Festival de Clermont-Ferrand | Entretien avec Ariane Labed

Olla d’Ariane Labed, qui s’est illustrée comme actrice chez Athina Rachel Tsangari, Yorgos Lanthimos ou encore Lucie Borleteau, a été sélectionné à la Quinzaine des Réalisateurs. Cette réussite figure cette semaine au programme du Festival de Clermont-Ferrand. L’héroïne d’Olla a répondu à une annonce sur un site de rencontre de femmes de l’Est. Elle vient s’installer chez Pierre qui vit avec sa vieille mère, mais rien ne va se passer comme prévu. Ariane Labed nous en dit plus sur ce premier film prometteur…

Quel a été le point de départ de Olla ?

A vrai dire je ne me souviens plus très bien. J’ai développé le scénario pendant longtemps et il a pris des formes diverses, mais je sais que je voulais faire le portrait d’une femme dont on attend quelque chose de précis. Quelqu’un sur qui on projette des idées, des désirs. Une femme prête à « jouer le jeu » jusqu’à se retrouver prise au piège. Cela a pris la forme de ce récit qu’est Olla.

Le premier plan d’Olla avec l’héroïne qui sort de la brume est très marquant. Il installe une tension mystérieuse, avec cette apparition quasi-fantastique. Pourquoi avoir choisi de débuter le film ainsi ?

Pour installer une tension mystérieuse, une apparition quasi-fantastique ! Je ne voulais pas ancrer Olla dans ce que l’on appelle le réel. C’est un personnage qui nait lorsqu’il apparait et meurt lorsqu’il disparait au dernier plan. Reste l’empreinte qu’elle laisse en chacun de nous. Nous rêvions, Balthazar Lab (directeur de la photographie) et moi, de brume dans ce champs que j’avais déjà en tête dès l’écriture. Je connais très bien ce champs et savais que nous pouvions espérer de la brume à cette période de l’année mais notre bonheur était total une fois face à ce tableau. 

Le corps m’a semblé occuper une place importante dans votre film, qu’il s’agisse d’un humour « physique », de la distanciation, du réalisme, de l’émotion… Pouvez-vous nous en dire davantage sur la façon dont vous avez souhaité filmer et utiliser le corps pour raconter cette histoire ?

Le corps est le point de départ dans ma façon de travailler en tant qu’actrice et ma façon d’accéder à une compréhension des autres. J’ai aussi commencé par la danse et j’appréhende toujours la fiction par le corps. Pour Olla, il me semblait nécessaire d’approcher ce personnage par sa logique qui est intensément intuitive et animale.
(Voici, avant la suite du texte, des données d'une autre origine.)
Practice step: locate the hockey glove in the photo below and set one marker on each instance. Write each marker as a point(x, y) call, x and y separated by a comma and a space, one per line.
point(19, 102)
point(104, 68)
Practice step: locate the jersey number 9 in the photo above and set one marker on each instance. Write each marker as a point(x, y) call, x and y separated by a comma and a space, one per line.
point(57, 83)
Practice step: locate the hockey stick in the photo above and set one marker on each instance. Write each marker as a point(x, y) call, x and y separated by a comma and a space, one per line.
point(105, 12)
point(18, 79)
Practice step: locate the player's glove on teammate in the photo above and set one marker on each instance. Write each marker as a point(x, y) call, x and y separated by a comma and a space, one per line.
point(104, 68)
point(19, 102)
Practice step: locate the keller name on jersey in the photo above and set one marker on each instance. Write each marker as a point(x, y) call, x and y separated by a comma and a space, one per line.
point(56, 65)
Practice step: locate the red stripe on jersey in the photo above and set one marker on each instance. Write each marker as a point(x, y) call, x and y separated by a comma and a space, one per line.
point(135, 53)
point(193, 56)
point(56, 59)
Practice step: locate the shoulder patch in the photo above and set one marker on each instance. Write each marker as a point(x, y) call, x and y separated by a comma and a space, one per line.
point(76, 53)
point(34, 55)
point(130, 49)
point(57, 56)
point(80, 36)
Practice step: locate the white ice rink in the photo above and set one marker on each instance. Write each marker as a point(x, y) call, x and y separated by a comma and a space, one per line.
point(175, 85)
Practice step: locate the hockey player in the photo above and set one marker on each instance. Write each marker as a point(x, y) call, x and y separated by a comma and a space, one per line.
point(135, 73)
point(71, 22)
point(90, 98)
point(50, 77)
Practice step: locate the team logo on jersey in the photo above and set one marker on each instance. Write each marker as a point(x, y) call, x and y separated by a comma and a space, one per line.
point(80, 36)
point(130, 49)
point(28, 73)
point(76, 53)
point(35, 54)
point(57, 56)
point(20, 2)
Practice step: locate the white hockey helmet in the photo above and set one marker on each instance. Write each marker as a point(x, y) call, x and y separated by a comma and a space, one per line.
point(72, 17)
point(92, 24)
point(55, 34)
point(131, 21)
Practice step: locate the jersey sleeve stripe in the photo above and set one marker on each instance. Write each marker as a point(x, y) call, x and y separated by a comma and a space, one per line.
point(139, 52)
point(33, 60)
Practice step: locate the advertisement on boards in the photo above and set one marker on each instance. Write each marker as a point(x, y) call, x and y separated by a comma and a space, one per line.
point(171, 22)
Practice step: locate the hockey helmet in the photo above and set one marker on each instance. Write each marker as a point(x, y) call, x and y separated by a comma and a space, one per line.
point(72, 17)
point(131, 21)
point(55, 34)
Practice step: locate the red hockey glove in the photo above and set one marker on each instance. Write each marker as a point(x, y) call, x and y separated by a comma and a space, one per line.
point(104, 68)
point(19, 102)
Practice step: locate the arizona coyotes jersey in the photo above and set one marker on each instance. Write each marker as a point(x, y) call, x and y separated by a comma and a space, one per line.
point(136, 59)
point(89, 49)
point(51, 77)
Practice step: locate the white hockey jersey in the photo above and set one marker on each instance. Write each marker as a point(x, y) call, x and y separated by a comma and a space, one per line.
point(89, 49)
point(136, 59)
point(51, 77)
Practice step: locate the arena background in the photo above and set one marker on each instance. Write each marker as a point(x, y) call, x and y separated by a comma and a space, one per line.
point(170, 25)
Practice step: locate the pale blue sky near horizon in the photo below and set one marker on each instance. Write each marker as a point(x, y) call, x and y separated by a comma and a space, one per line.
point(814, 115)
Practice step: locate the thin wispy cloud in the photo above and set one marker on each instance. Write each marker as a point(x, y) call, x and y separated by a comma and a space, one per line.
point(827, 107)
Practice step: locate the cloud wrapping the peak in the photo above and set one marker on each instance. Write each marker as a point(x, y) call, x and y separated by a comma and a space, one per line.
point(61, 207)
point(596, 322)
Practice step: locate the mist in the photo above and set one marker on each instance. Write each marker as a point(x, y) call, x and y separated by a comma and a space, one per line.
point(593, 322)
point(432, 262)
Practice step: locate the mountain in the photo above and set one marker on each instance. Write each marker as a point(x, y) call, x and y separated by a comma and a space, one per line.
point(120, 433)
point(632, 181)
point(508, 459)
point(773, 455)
Il était fondamental de comprendre qu’il nous faut lire ses actions de façon physique plutôt que psychologique. Marcher, dormir, manger, danser, se masturber sont des actions qui nous donnent des niveaux de lecture profonds du personnage.

Quelles questions vous êtes-vous posées sur le traitement formel d’une telle histoire ?

Je savais dès le départ que je ne voulais pas tourner un drame social. Le thème aurait pu être interprété d’une façon absolument différente et je savais que je voulais laisser une place active aux spectateurs. Le désir de tourner en 16mm était aussi présent depuis l’écriture. Je crois profondément à la transformation qu’offre la pellicule et au cérémonial que cela impose sur un plateau, surtout sur une économie comme la nôtre. Je sais par expérience que cela transforme aussi la présence des acteurs. Les plans larges et les plans séquence étaient déjà présents à l’écriture. Ils offrent la distance nécessaire pour pouvoir suivre les déambulations physiques et psychologiques de Olla. Chaque espace dans lequel se trouvent les personnages devait être en dialogue direct avec eux. Le ton aussi devait servir un entre deux. Une façon d’être a cheval entre deux mondes. 

Quels sont vos cinéastes favoris et/ou ceux qui vous inspirent ?

Cela change souvent mais les cinéastes qui m’ont marquée profondément sont Robert Bresson et John Cassavetes. Pour Olla, Chantal Akerman,  Barbara Loden et Ulrich Seidl ont été des inspirations plus directes.

Quelle est la dernière fois où vous avez eu le sentiment de voir quelque chose de neuf, de découvrir un nouveau talent ?

J’étais membre du jury des courts métrages pour la Cinéfondation l’année dernière et y ai découvert de jeunes cinéastes vraiment talentueux comme Charles Williams ou Ori Aharon. Je pense que cette expérience m’a aussi donné la force d’aller au bout de mon désir de faire mon premier film.

Entretien réalisé par Nicolas Bardot le 14 mai 2019. Un grand merci à Catherine Giraud.